Soñé que era una Princesa Vampira.
Era la menor de tres hermanas, ellas eran realmente bonitas pero poco amigables. Según la profecía, Gabriel, el Rey Vampiro, tenía que desposarnos a las tres a un tiempo mismo para garantizar así su reino eterno. A mí me daba mucho miedo y horror su piel de criptonita: púrpura como atardecer sangriento. A mis hermanas les parecía demasiado viejo, pero amaban el poder y Gabriel era sinónimo de poder.
El tiempo seguía su curso y aunque ellas me odiaban, al acercarse inevitablemente la fecha pactada para la ceremonia, en un acto desesperado, mis hermanas recurrieron a mí, sabían que no había persona que detestara más a Gabriel y ofrecieron ser mis aliadas: tenían novios mortales (bastante feos a mi gusto) y querían vivir con ellos, harían cualquier cosa para vivir a su lado.

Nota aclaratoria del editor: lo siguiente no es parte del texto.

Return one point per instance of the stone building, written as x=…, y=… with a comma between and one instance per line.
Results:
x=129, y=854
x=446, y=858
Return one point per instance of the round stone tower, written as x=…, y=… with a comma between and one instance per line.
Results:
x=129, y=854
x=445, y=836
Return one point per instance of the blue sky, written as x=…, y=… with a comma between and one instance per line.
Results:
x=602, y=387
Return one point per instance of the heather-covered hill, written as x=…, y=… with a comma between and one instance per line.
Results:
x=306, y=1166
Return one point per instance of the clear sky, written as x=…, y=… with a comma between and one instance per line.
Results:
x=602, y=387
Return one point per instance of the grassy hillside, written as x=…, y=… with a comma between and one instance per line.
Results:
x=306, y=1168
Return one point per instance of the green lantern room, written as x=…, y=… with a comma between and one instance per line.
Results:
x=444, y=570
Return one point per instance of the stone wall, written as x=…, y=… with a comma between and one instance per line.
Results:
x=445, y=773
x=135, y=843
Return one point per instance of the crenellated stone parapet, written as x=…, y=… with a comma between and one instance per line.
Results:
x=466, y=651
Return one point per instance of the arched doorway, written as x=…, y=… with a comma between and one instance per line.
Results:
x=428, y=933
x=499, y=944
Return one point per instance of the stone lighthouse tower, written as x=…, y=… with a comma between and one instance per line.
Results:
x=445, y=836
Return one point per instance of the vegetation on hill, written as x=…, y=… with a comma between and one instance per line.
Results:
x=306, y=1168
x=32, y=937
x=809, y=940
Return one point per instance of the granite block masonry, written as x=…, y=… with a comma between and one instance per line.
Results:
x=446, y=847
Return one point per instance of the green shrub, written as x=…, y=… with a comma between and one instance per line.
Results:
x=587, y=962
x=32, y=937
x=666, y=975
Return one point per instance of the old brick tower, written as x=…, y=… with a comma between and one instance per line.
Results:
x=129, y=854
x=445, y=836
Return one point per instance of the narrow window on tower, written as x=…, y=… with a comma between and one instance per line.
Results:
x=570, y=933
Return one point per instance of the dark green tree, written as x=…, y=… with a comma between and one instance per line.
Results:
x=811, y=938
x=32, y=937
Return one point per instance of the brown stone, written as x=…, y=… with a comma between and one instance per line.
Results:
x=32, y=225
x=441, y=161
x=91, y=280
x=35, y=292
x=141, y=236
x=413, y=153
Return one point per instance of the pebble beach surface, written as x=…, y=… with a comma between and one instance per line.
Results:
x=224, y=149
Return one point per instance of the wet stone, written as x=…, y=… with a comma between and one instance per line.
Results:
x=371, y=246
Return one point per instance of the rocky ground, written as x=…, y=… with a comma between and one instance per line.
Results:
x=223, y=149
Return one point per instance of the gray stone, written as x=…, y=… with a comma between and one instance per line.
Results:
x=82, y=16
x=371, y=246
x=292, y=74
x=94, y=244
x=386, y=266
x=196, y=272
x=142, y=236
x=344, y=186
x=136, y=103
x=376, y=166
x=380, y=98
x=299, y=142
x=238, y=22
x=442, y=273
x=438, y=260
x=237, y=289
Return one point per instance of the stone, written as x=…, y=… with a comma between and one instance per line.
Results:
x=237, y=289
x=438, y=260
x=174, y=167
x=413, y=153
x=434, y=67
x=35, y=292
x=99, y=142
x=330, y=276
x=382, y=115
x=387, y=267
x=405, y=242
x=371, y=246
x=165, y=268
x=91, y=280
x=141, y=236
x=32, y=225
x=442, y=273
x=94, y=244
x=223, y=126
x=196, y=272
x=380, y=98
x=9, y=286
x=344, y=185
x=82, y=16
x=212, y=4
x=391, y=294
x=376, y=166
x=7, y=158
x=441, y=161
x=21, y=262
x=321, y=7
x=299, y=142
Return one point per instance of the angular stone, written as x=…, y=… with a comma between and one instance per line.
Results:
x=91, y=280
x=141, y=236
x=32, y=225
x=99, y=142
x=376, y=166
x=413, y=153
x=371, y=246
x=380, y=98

Como medida extrema decidíamos fugarnos, pero no quedaba mucho tiempo para planear nuestro escape. La velada previa a la boda, nos reunimos las tres en mi alcoba.Del bargueño heredado de mi abuela, tomé una urna de porcelana y les indiqué con mi ejemplo como untarse el precioso contenido, un potente filtro solar. Este evitaría que nos convirtiéramos en estátuas de sal. Para nosotras, es peligroso salir a la luz del día sin la protección adecuada, somos muy delicadas.
Antes de salir el sol preparé un te, con algunas hierbas, y lo bebí al momento en que despuntaba el alba. De mi cabello saqué una daga de selenio y sin titubeos hice un corte en mi brazo derecho. Un hilo de sangre plateada escurrió entre mis dedos y les ofrecí el brazo a mis hermanas. Al instante palidecieron, pues no hay nada más prohibido y penado en el reino que beber la sangre de otro vampiro. Casi a la fuerza hice que bebieran, y en un instante se volvieron invisibles.
Una vez que estuvieron listas, acerqué mi lengua a la herida y al contacto con mi propia sangre un ardor de mil infiernos quemó mi boca y comprendí que para mí no sería tan sencillo volverme invisible. Tenía que encontrar otra forma para fugarme de Gabriel.